Katharine Cornell - Table of Contents

Katharine Cornell
By Edward T. Dunn


The text below is excerpted from
Buffalo's Delaware Avenue: Mansions and Families
, by Edward T. Dunn. Pub. by
Canisius College Press 2003

Peter C. Cornell, son of S. Douglas Cornell, studied medicine and married Alice Gardner Plimpton. They resided in Berlin, Germany, while Peter pursued graduate studies in medicine, and their daughter, Katherine, was born there in 1893.

Six months later the family returned to Buffalo where they resided on Mariner Street (photos above).

At thirty-six Peter abandoned his medical practice to manage the Star Theatre.

Neither Katherine nor her father had ever lived at #484 Delaware, but the plays on the fourth floor of the mansion played a part in shaping her career. She wrote in 1938:

Acting is in my blood. The feeling for it was absolutely born in me. My first memories, however, are not of actors but of the theatre - a stage; the curve of a proscenium; a curtain with something wonderful behind it, which might lift at any moment. That was in my grandfather Cornell's house in Buffalo. 1 never got to act there, of course, I was just a very small child sitting on the steps watching rehearsals. My grandfather was a gifted amateur actor, a brilliant director. John Drew, his good friend, always considered him one of the best. 1 can't remember his acting. In my day he was always directing.

My father was an exceptionally fine amateur player - my aunt was too. Even at our summer home in Cobourg, Ontario - a grand old-fashioned house built round a rotunda like a state capital - there was a long gallery at the back near the garden where they used to put on plays. 1 did too.

I think it was the advent of Maude Adams' Peter Pan in my father's theatre [in 1907] that first made me know that I wanted to devote my life to the stage. I had looked forward to Maude Adams with such eagerness that, when the time came, it was sheer agony At first I hid my face in the curtains of the box because I couldn't bear to look. Then, afterward, utter enchantment; particularly the flying part.

She lived in Buffalo long enough to graduate from St. Margaret's School, dismissed by Horton as a foundation under Episcopal auspices for genteel young ladies of Protestant faith at North and Franklin Streets opened in 1884 which flourished for three decades then faded away.
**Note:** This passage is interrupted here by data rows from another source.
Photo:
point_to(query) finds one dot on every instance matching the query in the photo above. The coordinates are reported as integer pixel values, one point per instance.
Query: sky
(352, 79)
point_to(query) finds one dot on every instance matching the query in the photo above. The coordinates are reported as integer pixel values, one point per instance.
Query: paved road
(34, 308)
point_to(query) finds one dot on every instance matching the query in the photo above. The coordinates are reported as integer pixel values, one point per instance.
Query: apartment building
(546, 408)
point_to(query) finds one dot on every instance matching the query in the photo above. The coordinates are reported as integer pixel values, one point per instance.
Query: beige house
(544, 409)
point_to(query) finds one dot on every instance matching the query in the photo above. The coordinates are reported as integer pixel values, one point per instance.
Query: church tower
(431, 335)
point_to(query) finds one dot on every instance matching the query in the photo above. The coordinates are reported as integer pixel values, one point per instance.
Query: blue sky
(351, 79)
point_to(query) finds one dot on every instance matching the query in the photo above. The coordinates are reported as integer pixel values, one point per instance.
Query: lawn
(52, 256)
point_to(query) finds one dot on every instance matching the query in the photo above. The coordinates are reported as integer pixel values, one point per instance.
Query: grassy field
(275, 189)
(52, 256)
Her childhood was unhappy. A tyrannical father, an alcoholic mother, and awareness that she was not beautiful contributed to her feelings of inadequacy.
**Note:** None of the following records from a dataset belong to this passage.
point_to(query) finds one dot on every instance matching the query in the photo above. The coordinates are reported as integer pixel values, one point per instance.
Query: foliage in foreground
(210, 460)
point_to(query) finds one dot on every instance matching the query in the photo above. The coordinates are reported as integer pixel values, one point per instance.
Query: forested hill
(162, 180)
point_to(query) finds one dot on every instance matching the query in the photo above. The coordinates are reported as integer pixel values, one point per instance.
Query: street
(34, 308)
After St. Margaret's, she was sent to Oaksmere, a finishing school in Westchester, from which she graduated in 1911. Her first success was in the role of Jo in the London production of Little Women. Her first big hit in the United States was Clemence Dane's Bill of Divorcement (1921) followed by Candida (1924), The Green Hat (1925), The Barretts of Wimpole Street, (1931), Romeo and Juliet (1934), and Antigone (1946). She was one of the great actresses of her day.